Adaptive and reconstructive computer vision models
Title: Adaptive and reconstructive computer vision models
DNr: Berzelius-2024-118
Project Type: LiU Berzelius
Principal Investigator: Hedvig Kjellström <hedvig@kth.se>
Affiliation: Kungliga Tekniska högskolan
Duration: 2024-03-21 – 2024-10-01
Classification: 10207
Keywords:

Abstract

The aim of this project is to leverage lightweight low rank adaptation (LoRA) of pre-trained vision models in order to effectively fine-tune an open-vocabulary semantic segmentation model for different domains and seamlessly plug one of several available LoRA models as a way of adapting a foundation model to a specific domain. More specifically, the idea is to use a pre-trained image encoder to create clusters of semantically and visually related images and once we enough data in a certain domain, we want to create a LoRA for that specific cluster (a target domain).
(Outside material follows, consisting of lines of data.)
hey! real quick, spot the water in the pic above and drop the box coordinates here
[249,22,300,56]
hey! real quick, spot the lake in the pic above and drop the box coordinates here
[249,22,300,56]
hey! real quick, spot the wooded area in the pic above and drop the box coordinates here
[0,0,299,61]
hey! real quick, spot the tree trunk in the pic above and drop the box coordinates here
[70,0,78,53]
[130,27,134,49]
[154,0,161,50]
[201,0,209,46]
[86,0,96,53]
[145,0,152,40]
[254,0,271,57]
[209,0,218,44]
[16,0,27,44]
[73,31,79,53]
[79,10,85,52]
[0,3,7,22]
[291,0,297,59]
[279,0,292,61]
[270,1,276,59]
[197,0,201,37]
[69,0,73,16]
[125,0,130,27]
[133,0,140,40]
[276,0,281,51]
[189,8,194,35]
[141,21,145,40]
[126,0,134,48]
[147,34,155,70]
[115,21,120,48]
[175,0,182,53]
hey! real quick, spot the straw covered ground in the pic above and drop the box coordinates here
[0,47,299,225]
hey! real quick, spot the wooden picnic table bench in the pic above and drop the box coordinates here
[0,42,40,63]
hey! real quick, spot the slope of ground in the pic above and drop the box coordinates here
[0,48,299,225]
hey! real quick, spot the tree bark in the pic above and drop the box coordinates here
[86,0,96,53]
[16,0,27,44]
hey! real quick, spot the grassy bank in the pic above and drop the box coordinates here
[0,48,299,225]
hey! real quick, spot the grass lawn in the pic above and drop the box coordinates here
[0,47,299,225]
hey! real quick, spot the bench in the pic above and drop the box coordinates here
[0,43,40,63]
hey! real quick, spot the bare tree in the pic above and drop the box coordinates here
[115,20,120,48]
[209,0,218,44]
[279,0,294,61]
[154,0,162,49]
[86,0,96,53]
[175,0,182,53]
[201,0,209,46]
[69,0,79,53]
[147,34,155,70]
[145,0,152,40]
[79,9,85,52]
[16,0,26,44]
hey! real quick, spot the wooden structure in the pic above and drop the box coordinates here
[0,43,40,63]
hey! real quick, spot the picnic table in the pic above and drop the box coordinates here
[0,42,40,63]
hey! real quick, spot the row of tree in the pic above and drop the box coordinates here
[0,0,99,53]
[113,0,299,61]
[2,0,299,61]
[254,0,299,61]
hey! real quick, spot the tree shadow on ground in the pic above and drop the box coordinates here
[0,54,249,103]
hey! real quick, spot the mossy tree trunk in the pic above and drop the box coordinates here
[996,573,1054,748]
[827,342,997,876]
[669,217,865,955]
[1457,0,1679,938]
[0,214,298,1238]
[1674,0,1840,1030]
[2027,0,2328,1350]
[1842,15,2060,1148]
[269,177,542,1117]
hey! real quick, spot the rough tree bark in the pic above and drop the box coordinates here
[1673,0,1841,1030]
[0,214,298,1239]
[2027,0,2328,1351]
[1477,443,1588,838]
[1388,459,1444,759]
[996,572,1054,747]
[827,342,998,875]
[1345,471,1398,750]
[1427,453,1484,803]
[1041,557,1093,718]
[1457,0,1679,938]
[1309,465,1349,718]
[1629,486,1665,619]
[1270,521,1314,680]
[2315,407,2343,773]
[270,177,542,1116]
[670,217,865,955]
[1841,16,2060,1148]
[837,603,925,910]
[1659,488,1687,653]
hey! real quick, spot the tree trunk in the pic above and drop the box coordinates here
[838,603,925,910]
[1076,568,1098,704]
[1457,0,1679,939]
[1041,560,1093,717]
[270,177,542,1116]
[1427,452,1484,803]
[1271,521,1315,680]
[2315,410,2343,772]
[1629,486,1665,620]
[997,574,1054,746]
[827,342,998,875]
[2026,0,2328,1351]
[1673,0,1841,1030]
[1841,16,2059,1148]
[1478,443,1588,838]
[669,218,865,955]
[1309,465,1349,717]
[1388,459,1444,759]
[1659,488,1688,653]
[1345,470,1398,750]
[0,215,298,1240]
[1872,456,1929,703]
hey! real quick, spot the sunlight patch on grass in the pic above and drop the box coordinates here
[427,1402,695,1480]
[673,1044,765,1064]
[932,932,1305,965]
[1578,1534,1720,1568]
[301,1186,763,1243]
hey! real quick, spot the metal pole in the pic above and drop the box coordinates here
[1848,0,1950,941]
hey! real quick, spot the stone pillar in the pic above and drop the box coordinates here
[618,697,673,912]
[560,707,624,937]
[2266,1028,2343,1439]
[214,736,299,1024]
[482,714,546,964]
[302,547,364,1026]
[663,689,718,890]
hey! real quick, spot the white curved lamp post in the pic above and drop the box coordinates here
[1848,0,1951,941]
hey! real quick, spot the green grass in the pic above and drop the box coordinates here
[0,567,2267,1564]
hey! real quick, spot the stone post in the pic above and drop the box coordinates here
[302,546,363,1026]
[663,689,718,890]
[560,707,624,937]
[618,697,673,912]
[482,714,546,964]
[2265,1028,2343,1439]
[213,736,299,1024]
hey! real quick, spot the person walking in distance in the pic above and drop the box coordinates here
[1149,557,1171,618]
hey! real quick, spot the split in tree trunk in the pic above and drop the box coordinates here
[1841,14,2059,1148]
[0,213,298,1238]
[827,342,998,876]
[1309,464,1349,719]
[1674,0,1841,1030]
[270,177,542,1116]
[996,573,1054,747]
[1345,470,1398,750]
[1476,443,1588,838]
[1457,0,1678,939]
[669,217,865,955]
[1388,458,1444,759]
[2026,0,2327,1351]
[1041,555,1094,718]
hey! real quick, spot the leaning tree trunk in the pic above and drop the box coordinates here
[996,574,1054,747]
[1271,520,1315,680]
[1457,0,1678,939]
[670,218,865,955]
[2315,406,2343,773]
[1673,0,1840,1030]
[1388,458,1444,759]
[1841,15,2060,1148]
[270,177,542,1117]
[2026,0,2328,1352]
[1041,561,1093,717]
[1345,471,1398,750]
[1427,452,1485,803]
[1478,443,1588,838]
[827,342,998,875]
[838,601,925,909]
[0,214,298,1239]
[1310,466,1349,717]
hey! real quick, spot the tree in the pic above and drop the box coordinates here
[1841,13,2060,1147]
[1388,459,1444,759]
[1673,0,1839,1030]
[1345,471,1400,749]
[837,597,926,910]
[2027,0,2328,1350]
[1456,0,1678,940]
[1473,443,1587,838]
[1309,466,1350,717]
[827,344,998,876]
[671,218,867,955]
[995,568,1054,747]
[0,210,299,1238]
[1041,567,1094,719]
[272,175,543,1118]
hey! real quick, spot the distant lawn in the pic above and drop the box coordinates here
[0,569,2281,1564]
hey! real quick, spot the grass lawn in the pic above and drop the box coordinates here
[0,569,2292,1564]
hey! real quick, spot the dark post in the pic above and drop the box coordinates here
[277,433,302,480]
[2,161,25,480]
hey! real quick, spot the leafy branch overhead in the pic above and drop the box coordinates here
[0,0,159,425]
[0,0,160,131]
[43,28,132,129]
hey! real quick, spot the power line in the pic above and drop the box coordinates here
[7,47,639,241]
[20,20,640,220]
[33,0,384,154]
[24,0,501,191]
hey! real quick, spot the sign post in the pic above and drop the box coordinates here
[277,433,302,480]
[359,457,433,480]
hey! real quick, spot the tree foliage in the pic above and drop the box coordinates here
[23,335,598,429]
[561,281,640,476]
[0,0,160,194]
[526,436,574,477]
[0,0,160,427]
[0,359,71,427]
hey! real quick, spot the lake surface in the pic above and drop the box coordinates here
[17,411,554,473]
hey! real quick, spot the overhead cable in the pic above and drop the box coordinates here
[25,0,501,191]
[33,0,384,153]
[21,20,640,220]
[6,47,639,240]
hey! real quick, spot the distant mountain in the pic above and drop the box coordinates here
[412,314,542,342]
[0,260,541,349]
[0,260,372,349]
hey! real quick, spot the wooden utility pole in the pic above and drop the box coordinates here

Once created, we can reuse these LoRA, whenever an input image falls in (or close to) one of the defined clusters. The hypothesis is that by doing this we can make the segmentation models more resilient to domain shift. This project has been prepared in the past few months through a comprehensive literature study and initial experimentation which has resulted in a experimental pipeline design. We are now ready to run experiments, and this proposal is to provide the infrastructure for them.